La Stampa, 28 agosto 2021
Le nuove regole di Jackson Hole
Gli occhi del mondo sono fissi sull’aeroporto di Kabul ed è giusto che sia così: in quel concentrato di infelicità e tribolazioni sono in gioco miserie e principi, politica ed economia, umanità e barbarie, e si coglie il segno evidente della nostra impreparazione e mancanza di grandi visioni. Non si tratta, però, dell’unico punto in cui i problemi del mondo si aggrovigliano. Un altro, largamente sfuggito all’attenzione generale, è la riunione annuale (informale e riservatissima) dei regolatori delle principali valute del mondo, ossia degli esponenti delle maggiori banche centrali, che da ieri si sta svolgendo non in una località segreta bensì in un luogo virtuale, una piattaforma Internet. Era previsto che si riprendesse la tradizione – infranta già l’anno scorso – degli incontri in presenza a Jackson Hole, una delle più belle località delle Montagne Rocciose. Pochi giorni fa, però, l’esplosione della variante Delta del Covid-19 negli Stati Uniti, ha costretto gli organizzatori a ricorrere a un incontro su uno schermo.
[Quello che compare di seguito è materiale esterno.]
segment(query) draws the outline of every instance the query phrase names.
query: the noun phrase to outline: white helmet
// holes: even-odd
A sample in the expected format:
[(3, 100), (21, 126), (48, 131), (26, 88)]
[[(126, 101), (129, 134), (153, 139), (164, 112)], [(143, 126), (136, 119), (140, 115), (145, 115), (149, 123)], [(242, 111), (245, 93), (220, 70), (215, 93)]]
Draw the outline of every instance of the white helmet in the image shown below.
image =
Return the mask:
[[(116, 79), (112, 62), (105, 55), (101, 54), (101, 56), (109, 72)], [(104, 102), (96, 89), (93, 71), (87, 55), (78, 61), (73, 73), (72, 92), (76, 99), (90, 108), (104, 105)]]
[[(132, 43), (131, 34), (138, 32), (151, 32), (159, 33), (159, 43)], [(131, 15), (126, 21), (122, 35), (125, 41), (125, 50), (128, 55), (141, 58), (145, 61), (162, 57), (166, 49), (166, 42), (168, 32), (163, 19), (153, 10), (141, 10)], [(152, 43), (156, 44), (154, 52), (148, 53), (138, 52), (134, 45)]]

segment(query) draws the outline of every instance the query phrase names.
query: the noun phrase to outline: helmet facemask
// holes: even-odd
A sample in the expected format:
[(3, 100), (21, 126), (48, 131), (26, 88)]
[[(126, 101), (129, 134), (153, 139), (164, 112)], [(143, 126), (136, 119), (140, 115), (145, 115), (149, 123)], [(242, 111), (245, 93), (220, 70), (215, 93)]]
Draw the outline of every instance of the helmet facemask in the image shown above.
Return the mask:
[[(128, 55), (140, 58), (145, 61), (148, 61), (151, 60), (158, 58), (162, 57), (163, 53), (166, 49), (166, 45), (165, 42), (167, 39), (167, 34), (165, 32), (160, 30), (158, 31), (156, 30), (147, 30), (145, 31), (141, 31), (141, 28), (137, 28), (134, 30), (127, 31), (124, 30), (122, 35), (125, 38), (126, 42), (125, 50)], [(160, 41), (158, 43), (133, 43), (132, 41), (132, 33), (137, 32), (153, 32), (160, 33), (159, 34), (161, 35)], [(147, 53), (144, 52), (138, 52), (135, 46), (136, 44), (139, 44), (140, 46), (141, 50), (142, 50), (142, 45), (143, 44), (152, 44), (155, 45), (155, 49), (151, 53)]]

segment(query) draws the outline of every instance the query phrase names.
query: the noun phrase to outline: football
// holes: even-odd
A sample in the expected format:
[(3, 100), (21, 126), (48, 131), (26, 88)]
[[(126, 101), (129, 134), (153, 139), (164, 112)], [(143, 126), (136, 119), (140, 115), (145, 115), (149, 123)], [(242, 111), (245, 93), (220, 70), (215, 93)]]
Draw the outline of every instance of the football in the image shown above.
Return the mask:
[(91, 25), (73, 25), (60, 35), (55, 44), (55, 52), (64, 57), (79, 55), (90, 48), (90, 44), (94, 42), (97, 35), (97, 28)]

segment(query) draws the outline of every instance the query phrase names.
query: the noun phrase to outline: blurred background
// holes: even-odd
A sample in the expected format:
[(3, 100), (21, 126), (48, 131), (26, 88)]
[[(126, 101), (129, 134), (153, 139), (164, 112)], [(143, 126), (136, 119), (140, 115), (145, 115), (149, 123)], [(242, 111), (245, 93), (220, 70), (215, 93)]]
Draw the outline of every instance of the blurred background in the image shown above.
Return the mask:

Pandemia-finanza 1-0, si potrebbe dire. Speriamo che il risultato si capovolga e che la lontananza fisica non renda meno efficace la discussione perché è in gioco un pezzo del nostro destino. La Fed, la Banca centrale degli Stati Uniti, negli ultimi 15 anni ha salvato il mondo da una crisi tipo Anni Trenta emettendo un’enorme quantità di moneta. Ora vorrebbe cominciare a tirare dolcemente il freno monetario perché l’inflazione americana comincia a salire: ha raggiunto, con il 5,2 per cento di luglio, il livello più alto da tredici anni. Il discorso del suo presidente, Jerome Powell però indica che la cautela (o la paura di far danni) induce al rinvi o a fine anno di un rialzo dei tassi. Le dichiarazioni di Powell sono spesso sibilline e indicano comunque la sua inclinazione a non compiere grandi mosse ma solo piccoli spostamenti. Una stretta, sia pure morbida, potrebbe però alterare il quadro economico globale. E l’esperienza insegna che le leve monetarie possono avere un’efficacia anche maggiore delle leve politico-militari. Animate dalla grande quantità di moneta immessa in circolazione, le Borse, e in particolare quella di New York, hanno battuto quasi ogni giorno, negli ultimi due mesi, nuovi record, anche se le imprese non sono sostenute da un chiaro aumento della domanda. L’occupazione non agricola americana, infatti, è inferiore di circa sei milioni di persone a quella precedente la pandemia mentre la produzione industriale procede a strappi, e la sua ripresa, fortemente ostacolata – come del resto quella europea – dalle difficoltà di approvvigionamento delle materie prime, è diventata pallidissima con l’eccezione di alcuni settori di punta. Prosperano i “lavoretti”, ma la crescita non è fatta soltanto di “lavoretti”.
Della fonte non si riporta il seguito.